Nicht nur die Beschreibung fremder Kulturen diente zur Bildung von Autostereotypen. Auch die Bewertung des Vorgehens der anderen europ?ischen M?chte bei der Kolonialisierung bot Raum zur Darstellung der eigene Werte. Man stellte beispielsweise fest, dass das kolonialisierte Volk zwar zivilisierbar sei, die bisherigen Kolonialm?chte wie Frankreich oder England dies jedoch nicht geschafft h?tten. Wenn man selbst die M?glichkeit gehabt h?tte, k?nnte das Volk bereits lesen, was einen Fokus auf Alphabetisierung und Bildung in der eigenen Nation widerspiegelt.
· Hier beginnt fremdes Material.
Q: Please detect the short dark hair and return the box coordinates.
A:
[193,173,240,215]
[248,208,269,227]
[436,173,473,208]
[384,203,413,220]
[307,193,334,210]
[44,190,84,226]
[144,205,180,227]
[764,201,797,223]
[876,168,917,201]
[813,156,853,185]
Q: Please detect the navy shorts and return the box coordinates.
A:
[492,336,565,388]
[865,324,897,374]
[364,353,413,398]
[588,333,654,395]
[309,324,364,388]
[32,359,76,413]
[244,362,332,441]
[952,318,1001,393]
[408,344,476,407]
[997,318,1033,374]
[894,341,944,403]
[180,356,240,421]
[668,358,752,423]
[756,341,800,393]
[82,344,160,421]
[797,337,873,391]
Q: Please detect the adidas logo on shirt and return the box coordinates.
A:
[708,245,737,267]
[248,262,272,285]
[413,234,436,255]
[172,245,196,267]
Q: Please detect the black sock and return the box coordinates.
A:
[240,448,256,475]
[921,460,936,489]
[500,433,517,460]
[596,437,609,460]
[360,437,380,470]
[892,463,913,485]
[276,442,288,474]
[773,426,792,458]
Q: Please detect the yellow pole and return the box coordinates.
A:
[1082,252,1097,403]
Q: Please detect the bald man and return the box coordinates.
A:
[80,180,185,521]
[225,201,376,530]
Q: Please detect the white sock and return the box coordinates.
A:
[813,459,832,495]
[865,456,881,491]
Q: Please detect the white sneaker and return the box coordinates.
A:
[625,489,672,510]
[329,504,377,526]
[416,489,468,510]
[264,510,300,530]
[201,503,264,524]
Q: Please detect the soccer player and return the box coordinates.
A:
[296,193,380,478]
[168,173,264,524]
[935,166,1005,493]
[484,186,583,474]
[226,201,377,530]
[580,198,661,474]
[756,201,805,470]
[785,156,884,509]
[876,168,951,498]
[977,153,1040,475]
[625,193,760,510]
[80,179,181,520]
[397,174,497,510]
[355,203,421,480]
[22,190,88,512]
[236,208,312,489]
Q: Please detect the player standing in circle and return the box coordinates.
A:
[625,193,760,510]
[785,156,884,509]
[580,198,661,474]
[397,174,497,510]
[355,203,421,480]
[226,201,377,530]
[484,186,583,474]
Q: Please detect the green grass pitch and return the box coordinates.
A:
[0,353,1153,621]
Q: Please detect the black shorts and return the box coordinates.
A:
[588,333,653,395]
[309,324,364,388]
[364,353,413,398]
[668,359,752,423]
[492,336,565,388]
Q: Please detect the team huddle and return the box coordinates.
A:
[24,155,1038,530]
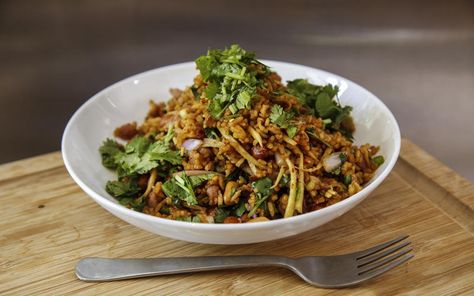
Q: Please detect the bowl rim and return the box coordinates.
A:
[61,59,401,230]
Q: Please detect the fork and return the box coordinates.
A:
[76,235,413,288]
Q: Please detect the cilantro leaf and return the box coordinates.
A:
[99,139,123,170]
[286,125,298,139]
[196,44,269,119]
[249,177,273,217]
[270,104,298,138]
[162,173,215,205]
[287,79,354,139]
[114,135,182,176]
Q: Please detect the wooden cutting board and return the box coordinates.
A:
[0,140,474,295]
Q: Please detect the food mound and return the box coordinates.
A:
[99,45,384,223]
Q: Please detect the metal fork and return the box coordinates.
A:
[76,236,413,288]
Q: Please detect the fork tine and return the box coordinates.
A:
[359,248,413,275]
[359,254,415,281]
[356,235,408,259]
[357,241,411,267]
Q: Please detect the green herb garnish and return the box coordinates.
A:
[162,173,215,205]
[287,79,354,139]
[270,104,298,138]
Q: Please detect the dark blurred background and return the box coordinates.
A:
[0,0,474,181]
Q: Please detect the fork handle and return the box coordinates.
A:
[76,256,292,281]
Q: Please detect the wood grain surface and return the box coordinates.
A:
[0,140,474,295]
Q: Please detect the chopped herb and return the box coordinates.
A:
[105,180,145,211]
[162,173,214,205]
[249,177,273,217]
[287,79,354,139]
[270,104,298,138]
[99,139,123,170]
[372,155,385,166]
[114,134,181,176]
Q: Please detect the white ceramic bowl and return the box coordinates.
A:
[62,61,400,244]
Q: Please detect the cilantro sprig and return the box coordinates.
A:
[196,44,268,119]
[287,79,354,139]
[99,127,182,210]
[270,104,298,138]
[162,172,215,205]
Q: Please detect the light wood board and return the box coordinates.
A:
[0,140,474,295]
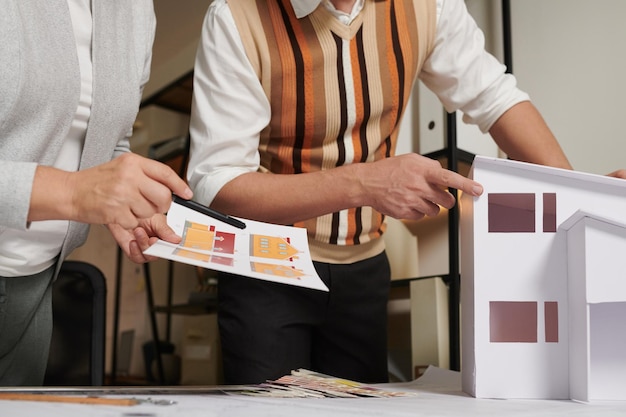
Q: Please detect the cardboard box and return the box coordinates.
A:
[180,314,222,385]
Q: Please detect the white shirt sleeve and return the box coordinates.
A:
[419,0,529,133]
[187,0,270,204]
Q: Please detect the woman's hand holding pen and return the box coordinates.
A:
[28,153,192,226]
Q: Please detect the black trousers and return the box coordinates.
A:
[0,266,54,386]
[218,253,390,384]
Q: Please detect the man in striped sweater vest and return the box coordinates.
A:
[188,0,570,383]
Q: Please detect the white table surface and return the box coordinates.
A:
[0,368,626,417]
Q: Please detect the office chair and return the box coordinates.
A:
[44,261,106,386]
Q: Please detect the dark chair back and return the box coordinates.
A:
[44,261,106,386]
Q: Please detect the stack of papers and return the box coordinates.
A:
[227,369,416,398]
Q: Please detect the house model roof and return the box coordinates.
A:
[460,156,626,400]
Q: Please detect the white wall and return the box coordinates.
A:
[511,0,626,174]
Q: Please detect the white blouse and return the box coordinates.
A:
[0,0,93,277]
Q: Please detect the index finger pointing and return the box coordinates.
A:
[439,169,483,197]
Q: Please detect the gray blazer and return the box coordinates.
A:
[0,0,156,272]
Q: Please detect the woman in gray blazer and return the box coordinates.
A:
[0,0,191,385]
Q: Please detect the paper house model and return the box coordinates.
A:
[460,157,626,401]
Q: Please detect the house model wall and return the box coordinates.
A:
[460,156,626,401]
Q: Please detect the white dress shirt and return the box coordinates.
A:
[188,0,528,204]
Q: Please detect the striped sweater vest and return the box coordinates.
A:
[228,0,436,261]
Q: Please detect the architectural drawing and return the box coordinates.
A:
[145,202,328,291]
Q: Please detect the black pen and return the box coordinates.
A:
[174,194,246,229]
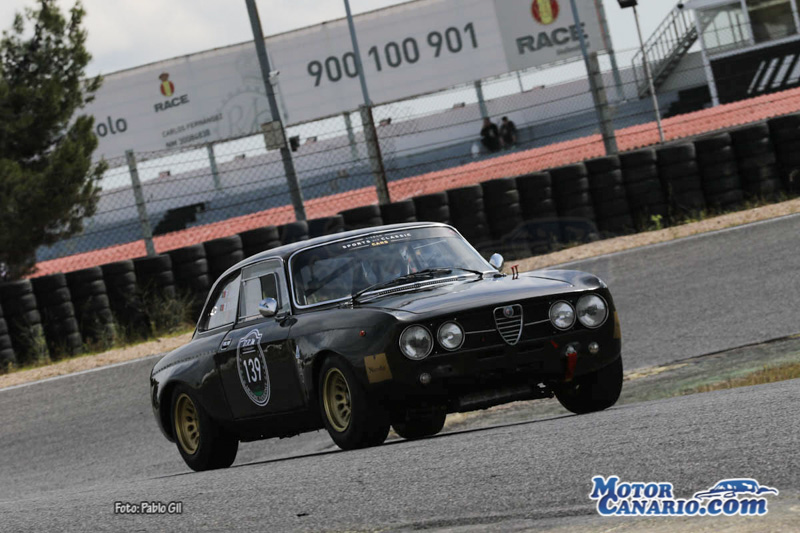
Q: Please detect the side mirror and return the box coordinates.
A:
[258,298,278,318]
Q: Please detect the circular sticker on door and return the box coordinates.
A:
[236,329,270,406]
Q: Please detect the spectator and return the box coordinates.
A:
[500,117,517,148]
[481,118,500,153]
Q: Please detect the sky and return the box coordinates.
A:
[0,0,677,75]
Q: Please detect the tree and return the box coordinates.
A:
[0,0,106,279]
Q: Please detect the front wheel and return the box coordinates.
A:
[555,356,622,415]
[172,386,239,472]
[318,357,389,450]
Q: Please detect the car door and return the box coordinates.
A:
[217,259,305,418]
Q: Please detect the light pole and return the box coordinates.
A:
[617,0,664,143]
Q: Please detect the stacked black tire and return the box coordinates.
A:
[0,280,50,365]
[100,261,150,339]
[768,114,800,195]
[516,172,562,254]
[381,199,418,224]
[619,148,669,231]
[203,235,244,283]
[238,226,281,258]
[278,220,308,244]
[0,305,17,372]
[694,133,744,211]
[730,122,781,200]
[66,267,116,348]
[550,163,599,243]
[339,205,383,230]
[308,215,344,239]
[447,184,493,254]
[31,274,83,359]
[657,143,706,218]
[481,178,530,259]
[584,156,634,236]
[413,191,450,224]
[133,254,177,300]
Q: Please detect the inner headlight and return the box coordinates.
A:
[400,326,433,361]
[578,294,608,328]
[550,302,575,329]
[436,322,464,350]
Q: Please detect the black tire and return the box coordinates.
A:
[555,356,622,415]
[170,385,239,472]
[317,356,390,450]
[392,411,447,440]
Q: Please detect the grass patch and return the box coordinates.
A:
[680,362,800,395]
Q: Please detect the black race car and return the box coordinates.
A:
[150,223,622,470]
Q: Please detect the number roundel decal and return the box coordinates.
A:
[236,329,271,406]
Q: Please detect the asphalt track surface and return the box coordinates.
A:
[0,216,800,531]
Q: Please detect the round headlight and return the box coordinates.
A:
[400,326,433,361]
[578,294,608,328]
[436,322,464,350]
[550,302,575,329]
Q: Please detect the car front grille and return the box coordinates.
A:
[494,304,522,346]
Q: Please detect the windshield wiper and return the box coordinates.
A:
[353,268,454,302]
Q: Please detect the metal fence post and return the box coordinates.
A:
[125,150,156,256]
[206,143,222,191]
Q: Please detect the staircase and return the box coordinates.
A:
[633,3,697,98]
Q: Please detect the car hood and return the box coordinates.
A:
[358,271,605,314]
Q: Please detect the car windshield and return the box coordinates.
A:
[290,227,490,306]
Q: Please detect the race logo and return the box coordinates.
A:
[531,0,559,26]
[236,329,271,407]
[158,72,175,97]
[589,476,778,516]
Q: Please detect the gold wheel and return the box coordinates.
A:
[173,393,200,455]
[322,368,352,433]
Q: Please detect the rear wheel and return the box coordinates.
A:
[318,357,389,450]
[392,411,447,440]
[555,356,622,415]
[172,386,239,472]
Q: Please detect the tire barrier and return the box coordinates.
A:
[238,226,281,258]
[413,191,450,224]
[381,200,417,224]
[584,156,635,236]
[0,280,50,365]
[550,163,599,243]
[308,215,344,239]
[694,133,744,210]
[619,148,669,231]
[447,184,494,253]
[278,220,308,244]
[767,113,800,195]
[100,261,150,338]
[133,254,177,299]
[31,274,83,360]
[66,267,116,348]
[203,235,244,283]
[517,172,563,254]
[339,205,383,230]
[730,122,781,200]
[656,143,706,219]
[0,306,17,372]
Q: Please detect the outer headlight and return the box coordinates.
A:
[578,294,608,328]
[550,302,575,329]
[400,326,433,361]
[436,322,464,350]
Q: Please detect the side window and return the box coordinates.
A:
[200,275,242,331]
[239,261,289,320]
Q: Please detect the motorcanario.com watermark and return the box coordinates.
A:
[114,502,183,514]
[589,476,778,516]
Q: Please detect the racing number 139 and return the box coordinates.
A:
[308,22,478,87]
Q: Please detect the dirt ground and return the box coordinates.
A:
[0,199,800,389]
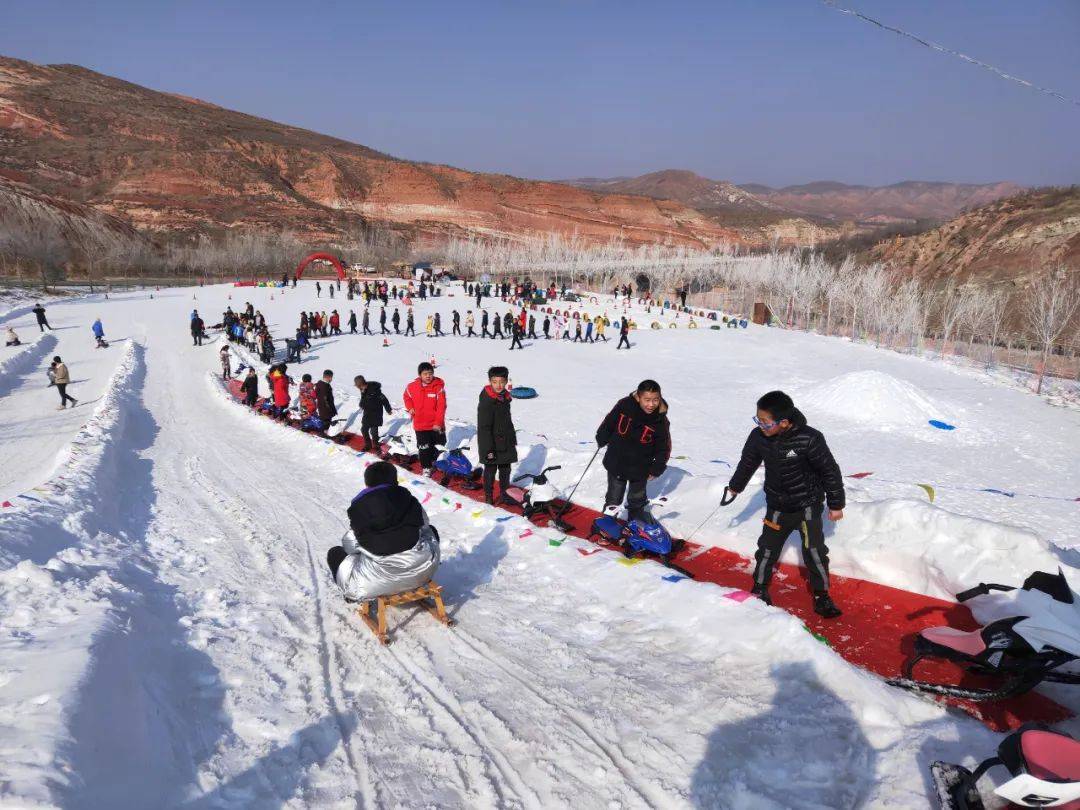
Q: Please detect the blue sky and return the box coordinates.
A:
[0,0,1080,185]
Jedoch sind solche kolonialen Bilder keineswegs ein Relikt der Vergangenheit. Auch heute wird sich noch auf lange veraltete Stereotypen berufen. Nach dem Tod von George Floyd wurden im Zuge der Black-Lives-Matter-Bewegungen auch Diskussionen zum Umgang mit der eigenen kolonialen Vergangenheit laut. Beispielsweise forderte man die Rückgabe von Artefakten, die w?hrend der Kolonialisierung geraubt wurden und heute in europ?ischen Museen ausgestellt sind. In dieser noch andauernden Diskussion wurden Stimmen laut, die sich gegen eine Rückgabe aussprachen aus Angst, die L?nder, aus denen die Artefakte stammten, w?ren nicht in der Lage, sie in Stand zu halten und sicher aufzubewahren.


百利宫_百利宫娱乐平台¥官网es Beispiel aus unserer jüngsten Vergangenheit verdeutlicht die Aktualit?t der Mentalit?tsgeschichte und zeigt, wie wichtig es ist, sich damit zu besch?ftigen und vor allem aus ihr zu lernen. Die Dissertationsschrift von Dr. Christin Hansen erscheint im Juli 2021 über den Campus Verlag in Frankfurt am Main. Sie umfasst neben der Untersuchung der Darstellung nordamerikanischer Ureinwohner auch die von Beduinen und Kosaken.


 

Thomas Oberst, Jahrgang 1992, Student im Masterstudiengang  ?Geschichte: Europ?ische Gesellschaften im Wandel“ an der Universit?t Regensburg unterstützt seit 8. M?rz 2021 den Bereich Kommunikation & Marketing als Praktikant. Dabei berichtet er u. a. über aktuelle Forschungsprojekte am Institut für Geschichte.

Bisher in dieser Reihe erschienen: 

Abbildung: ?iStock.com/duncan1890
Die Abbildung ?Kriegstanz der Sioux“ ist 1886 in ?Ferdinand Hirt‘s Geographische Bildertafeln“ erschienen.